Being courteous is not heavy lifting. It doesn’t require a PhD in Politeness. I’ll give you an example.
Our flight to and arrival in Florida a week ago was “testing.” JetBlue left four hours late from Boston’s Logan Airport (“We’re waiting for a part.”). Long afternoon. We finally landed at Palm Beach International Airport around 8:30 on New Year’s Eve. When we boarded the shuttle bus to Long Term Parking, Mr. Wonderful looked at me and said, “Almost there. Just hope the car starts.”
The shuttle bus driver said, “I’ll send someone out with jumper cables immediately.” Willy, the PBIA specialist on dead batteries, showed up within five minutes. He tried his best but couldn’t rouse our Honda van. We called Triple-A. A young man in his early 30s arrived around 10:00, tried a few things and announced, “Sorry, folks, the car is really dead, it needs to be flat-bedded to your dealer. My suggestion — call an Uber.”
As we waited for the Uber, neither Willy nor the Triple A guy left us alone in the otherwise deserted and dark parking lot. “We’re happy to stay with you until we know you’re safely on the way,” they said. Our Uber driver was cheerful, and got us to our nesting place half an hour before the Ball fell in New York City. “Have a great new year,” he said with a smile. Then, when I opened my computer the next morning, JetBlue had sent us an apology and generous rebate “for your inconvenience.”
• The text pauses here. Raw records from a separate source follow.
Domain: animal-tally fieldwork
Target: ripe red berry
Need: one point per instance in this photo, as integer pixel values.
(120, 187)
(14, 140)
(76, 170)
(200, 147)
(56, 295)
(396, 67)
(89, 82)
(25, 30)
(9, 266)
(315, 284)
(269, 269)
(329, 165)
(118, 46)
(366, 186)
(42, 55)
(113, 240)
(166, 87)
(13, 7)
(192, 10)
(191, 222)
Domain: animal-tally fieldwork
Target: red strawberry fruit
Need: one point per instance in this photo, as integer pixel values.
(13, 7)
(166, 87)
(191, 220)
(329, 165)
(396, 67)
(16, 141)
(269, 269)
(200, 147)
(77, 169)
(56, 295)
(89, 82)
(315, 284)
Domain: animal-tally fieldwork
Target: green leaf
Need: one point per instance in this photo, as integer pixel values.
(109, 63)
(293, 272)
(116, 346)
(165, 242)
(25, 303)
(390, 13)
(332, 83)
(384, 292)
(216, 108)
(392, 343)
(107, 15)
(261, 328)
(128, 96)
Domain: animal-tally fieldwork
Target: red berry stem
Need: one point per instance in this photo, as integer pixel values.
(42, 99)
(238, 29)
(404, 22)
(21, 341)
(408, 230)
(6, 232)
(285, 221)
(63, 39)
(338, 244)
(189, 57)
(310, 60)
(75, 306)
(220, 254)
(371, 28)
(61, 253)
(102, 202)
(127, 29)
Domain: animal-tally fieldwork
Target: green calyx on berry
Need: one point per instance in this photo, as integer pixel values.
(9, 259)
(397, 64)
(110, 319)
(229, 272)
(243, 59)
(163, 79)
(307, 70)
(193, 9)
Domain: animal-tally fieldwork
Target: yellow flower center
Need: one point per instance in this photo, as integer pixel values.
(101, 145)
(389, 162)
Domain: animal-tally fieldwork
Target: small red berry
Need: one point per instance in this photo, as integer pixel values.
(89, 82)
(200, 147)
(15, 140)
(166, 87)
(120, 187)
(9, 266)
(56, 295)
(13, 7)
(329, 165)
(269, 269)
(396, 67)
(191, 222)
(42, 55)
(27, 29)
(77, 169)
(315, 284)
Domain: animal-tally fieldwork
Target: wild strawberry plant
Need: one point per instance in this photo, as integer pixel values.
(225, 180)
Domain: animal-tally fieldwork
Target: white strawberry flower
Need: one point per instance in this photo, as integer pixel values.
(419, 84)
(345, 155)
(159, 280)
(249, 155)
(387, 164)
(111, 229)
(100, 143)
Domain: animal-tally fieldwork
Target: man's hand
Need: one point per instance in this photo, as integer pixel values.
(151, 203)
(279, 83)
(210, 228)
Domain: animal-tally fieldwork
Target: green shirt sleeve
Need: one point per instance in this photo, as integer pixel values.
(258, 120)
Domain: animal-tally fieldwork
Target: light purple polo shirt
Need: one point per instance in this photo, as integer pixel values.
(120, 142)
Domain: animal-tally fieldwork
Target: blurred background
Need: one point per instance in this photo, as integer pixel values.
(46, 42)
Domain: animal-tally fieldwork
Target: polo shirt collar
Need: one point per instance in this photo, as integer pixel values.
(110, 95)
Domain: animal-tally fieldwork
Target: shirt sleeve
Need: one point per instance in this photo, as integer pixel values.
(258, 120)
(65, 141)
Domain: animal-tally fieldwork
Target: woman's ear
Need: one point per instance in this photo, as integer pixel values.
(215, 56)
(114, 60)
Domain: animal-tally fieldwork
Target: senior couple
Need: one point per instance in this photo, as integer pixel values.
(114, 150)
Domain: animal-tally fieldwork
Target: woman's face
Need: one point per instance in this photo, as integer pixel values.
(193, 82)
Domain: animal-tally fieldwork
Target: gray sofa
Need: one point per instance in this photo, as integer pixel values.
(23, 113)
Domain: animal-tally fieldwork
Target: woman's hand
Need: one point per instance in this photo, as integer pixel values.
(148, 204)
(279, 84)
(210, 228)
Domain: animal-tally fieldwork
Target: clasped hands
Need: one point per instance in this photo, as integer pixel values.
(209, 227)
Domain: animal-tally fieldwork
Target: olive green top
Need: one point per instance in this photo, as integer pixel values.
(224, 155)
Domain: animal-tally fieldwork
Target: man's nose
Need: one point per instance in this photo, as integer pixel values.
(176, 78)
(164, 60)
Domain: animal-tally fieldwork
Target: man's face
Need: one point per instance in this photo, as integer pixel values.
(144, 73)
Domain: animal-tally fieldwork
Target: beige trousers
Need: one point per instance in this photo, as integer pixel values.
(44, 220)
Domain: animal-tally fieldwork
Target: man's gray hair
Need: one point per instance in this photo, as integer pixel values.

An unfortunate situation was somewhat mitigated and definitely eased by people who displayed grace, kindness and common courtesy.
So when I recently read these words by poet Sara Teasdale, I discovered my new mantra for 2019, and I hope it will be yours as well. Teasdale wrote in her poem called BARTER…
“Spend all you have for loveliness,
Buy it and never count the cost.
For one white singing hour of peace
Count many a year of strife well lost.”